Con devoción giré la llavecilla, abrí la puerta de cristal y extraí el broche, helado al tacto. Le di la vuelta e inspeccioné su vientre. En él encontré incisiones cuneiformes, en forma de escritura antiquísima. La firma del artista probablemente. Lo coloqué frente a mis ojos, y su mirada glauca me llevó más allá de los magnicidios, de las enfermedades, de los accidentes. Me transportó por corrientes salinas y gélidas hasta ciudades sumergidas, a ruinas vigiladas por peces con patas, por seres húmedos como la criatura del broche. Entes de un pasado fantasmal que se materializaron ante mi como el continúo de Gernsback.

Me desperté mareado. La conmoción no se disipó después de colocar el broche de nuevo en su lugar, ni siquiera cuando cerré la vitrina. Conseguí pronunciar un breve agradecimiento a la dueña y dejé la llavecita sobre su mesa. En ese momento comprobé que aún no había visto sus piernas.
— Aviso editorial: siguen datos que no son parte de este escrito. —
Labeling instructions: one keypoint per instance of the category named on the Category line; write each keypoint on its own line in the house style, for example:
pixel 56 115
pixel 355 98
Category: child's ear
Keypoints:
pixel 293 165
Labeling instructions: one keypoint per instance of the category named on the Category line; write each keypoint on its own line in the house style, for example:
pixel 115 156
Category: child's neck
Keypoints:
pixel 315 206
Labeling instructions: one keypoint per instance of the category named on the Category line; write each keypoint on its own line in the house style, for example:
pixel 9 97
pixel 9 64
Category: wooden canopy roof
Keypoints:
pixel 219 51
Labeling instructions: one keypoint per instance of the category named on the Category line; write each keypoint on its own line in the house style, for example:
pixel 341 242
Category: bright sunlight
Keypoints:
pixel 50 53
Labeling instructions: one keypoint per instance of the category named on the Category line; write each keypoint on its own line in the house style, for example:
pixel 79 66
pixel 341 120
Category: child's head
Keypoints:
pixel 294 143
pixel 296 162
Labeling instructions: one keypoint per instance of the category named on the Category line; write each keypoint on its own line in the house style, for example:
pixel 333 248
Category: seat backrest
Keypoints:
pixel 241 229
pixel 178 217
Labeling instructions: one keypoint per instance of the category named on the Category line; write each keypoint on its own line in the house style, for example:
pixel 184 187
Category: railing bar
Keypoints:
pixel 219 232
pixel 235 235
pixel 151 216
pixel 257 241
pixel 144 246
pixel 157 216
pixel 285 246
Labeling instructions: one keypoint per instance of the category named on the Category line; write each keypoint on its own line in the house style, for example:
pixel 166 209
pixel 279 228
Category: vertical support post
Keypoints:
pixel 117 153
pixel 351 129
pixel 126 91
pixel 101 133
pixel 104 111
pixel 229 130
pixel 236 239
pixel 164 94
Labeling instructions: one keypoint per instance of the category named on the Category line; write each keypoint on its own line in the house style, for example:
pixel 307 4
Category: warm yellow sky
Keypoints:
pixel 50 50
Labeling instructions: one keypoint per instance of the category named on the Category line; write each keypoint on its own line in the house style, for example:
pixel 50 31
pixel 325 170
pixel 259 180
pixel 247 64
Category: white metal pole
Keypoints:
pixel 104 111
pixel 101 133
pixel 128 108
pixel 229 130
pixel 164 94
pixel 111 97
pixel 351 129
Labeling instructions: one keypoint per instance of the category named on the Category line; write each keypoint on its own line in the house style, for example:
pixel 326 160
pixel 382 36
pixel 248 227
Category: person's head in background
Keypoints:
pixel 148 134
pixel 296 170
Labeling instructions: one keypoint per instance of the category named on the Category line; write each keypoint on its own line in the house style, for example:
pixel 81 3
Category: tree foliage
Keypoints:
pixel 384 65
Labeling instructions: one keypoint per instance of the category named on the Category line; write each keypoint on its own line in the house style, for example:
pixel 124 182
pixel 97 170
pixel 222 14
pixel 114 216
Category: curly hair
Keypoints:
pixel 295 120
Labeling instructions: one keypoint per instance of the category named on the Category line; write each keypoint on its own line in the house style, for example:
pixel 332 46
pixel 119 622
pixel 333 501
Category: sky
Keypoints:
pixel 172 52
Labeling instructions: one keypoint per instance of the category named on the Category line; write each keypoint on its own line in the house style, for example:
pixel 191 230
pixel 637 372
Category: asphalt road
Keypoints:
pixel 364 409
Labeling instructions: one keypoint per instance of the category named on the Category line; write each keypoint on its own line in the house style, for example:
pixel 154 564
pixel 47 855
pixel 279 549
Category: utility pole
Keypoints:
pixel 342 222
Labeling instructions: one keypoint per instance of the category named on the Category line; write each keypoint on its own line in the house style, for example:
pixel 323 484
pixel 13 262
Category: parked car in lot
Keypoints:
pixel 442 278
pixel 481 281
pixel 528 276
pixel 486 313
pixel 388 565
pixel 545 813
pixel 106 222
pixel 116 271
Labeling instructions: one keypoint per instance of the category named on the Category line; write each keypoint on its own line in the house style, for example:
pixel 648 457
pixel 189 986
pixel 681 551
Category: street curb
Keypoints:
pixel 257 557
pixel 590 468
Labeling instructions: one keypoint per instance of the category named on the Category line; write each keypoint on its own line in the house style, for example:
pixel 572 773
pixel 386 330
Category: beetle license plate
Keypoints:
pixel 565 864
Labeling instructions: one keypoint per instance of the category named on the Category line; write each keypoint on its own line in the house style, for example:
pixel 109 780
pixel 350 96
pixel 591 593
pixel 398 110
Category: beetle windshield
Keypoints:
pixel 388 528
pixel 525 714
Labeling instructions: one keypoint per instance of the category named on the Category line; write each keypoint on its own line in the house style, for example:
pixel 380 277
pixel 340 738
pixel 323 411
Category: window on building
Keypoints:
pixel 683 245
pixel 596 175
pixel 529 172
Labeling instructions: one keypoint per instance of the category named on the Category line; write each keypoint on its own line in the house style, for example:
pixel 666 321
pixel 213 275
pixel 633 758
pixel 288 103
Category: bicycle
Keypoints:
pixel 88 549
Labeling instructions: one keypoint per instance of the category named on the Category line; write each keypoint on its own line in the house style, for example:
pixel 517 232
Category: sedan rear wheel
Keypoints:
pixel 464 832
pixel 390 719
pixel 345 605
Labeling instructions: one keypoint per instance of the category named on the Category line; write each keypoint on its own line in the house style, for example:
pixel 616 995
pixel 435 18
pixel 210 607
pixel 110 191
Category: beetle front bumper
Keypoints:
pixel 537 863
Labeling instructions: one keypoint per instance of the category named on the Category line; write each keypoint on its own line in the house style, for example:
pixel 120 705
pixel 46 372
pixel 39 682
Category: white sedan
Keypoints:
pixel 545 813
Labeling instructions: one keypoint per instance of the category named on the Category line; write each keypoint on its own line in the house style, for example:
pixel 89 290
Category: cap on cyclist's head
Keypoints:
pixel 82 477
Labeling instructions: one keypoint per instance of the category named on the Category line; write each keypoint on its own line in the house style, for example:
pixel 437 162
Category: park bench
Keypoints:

El mostrador se recogía a su alrededor y no me permitía ver la mitad inferior de su cuerpo, ni siquiera de perfil. Pude entrever unos faldones que caían sobre su regazo como una mesa camilla. Ocultaba algo. Me asaltó una impresión viscosa. Todavía seguía estremeciéndome cuando alcancé la puerta. La mujer no hizo un leve ademán siquiera y permanecía con la vista fija en la salida. Miré disimuladamente hacia atrás por última vez justo antes de franquearla. Reconocí de las profundidades su rostro inexpresivo, frío, hinchado.